How Synthetic Backup Works
At the start of every new backup, you are running a full backup - uploading the given dataset to the backup storage. After this initial backup is completed you typically wait some time to perform the next one to keep up with all the changes that have occurred over time. That is called an incremental backup.
However, from time to time you need to perform another full backup. This might be needed in several cases:
- To be able to recover to several points in time
- If you fall under compliance and need to store several versions of files
- You are running an incremental block-level backup (it’s advised to run full backups from time to time in that case)
- You have an advanced retention policy for archiving purposes
A full backup takes a lot of time and resources. However, if the first full backup is essential any subsequent one is not.

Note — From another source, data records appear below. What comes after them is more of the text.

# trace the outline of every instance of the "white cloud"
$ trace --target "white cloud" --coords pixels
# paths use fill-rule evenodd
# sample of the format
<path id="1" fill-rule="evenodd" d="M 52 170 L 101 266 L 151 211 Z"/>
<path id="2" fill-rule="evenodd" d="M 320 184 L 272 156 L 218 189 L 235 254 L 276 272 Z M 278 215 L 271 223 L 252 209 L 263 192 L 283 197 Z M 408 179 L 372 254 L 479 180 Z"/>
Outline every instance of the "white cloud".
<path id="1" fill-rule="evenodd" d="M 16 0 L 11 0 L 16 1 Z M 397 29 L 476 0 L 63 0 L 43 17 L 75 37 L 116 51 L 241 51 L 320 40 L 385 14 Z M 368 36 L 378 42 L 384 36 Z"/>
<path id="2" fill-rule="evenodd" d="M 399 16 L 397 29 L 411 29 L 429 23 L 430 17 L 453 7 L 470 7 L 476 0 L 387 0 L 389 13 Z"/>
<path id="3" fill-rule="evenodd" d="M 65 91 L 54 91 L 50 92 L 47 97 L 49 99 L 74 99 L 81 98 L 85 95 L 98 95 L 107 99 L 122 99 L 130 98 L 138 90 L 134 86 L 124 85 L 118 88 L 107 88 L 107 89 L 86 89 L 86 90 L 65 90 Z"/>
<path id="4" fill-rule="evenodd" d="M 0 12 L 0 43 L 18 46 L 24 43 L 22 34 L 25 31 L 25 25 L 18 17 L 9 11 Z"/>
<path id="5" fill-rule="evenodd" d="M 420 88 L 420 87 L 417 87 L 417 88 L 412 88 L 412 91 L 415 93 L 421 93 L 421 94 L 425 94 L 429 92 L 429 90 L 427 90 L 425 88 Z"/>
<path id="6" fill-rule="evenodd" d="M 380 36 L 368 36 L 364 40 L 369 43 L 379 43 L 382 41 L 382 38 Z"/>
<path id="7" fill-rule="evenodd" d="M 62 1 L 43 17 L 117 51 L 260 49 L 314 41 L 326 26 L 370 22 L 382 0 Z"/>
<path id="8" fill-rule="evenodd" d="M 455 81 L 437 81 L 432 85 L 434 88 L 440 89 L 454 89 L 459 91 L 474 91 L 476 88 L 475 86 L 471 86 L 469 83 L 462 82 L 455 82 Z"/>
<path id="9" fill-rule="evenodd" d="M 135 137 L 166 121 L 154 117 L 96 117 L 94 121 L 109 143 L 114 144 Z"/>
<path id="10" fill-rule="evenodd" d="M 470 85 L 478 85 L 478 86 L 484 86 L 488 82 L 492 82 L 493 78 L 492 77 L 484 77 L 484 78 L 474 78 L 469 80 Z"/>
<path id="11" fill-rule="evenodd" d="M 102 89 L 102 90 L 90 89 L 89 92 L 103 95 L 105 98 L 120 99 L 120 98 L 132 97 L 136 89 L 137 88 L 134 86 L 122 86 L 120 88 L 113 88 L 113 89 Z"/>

When you add a synthetic full backup to the backup sequence, the subsequent full backup the backup software checks the data on the storage and compares it to the data on the machine. Then the software uploads only the changes from the machine, the rest of the information is replicated inside the storage to create a new full dataset. This approach is especially effective when working with large files and datasets if there is limited bandwidth as it allows software to synthesize the most of the backup from data that is already on the storage. One good example is full system backup.
Learn in our whitepaper:
The Efficiency of Synthetic Full Backup
However, synthetic full backup has its limits and does not always works with the same efficiency. During the development of that feature, our team has performed numerous tests in various conditions. We also worked with a number of our clients who expressed interest in the beta-testing of that feature.
NOTE: We measure the efficiency of the synthetic full backup by checking how much data was uploaded from the machine to the amount of data synchronized on the storage.
Our tests have shown:
Maximum efficiency will be achieved on the machine with a low fragmentation of its disks. The typical amount of data uploaded in the “medium user” scenario was 20% from the machine and 80% from the cloud. If the user does not change a lot on the given machine, we can achieve even higher rates of 10%/90%.
Medium efficiency was achieved on the machines of the “developers” - relatively high fragmentation with many frequent changes. Typical rates are 60%/40% and 40%/60%.
The worst efficiency we experienced was when we changed nearly all the data on the machine between backups. We achieved 92%/8% of local data/cloud data changes.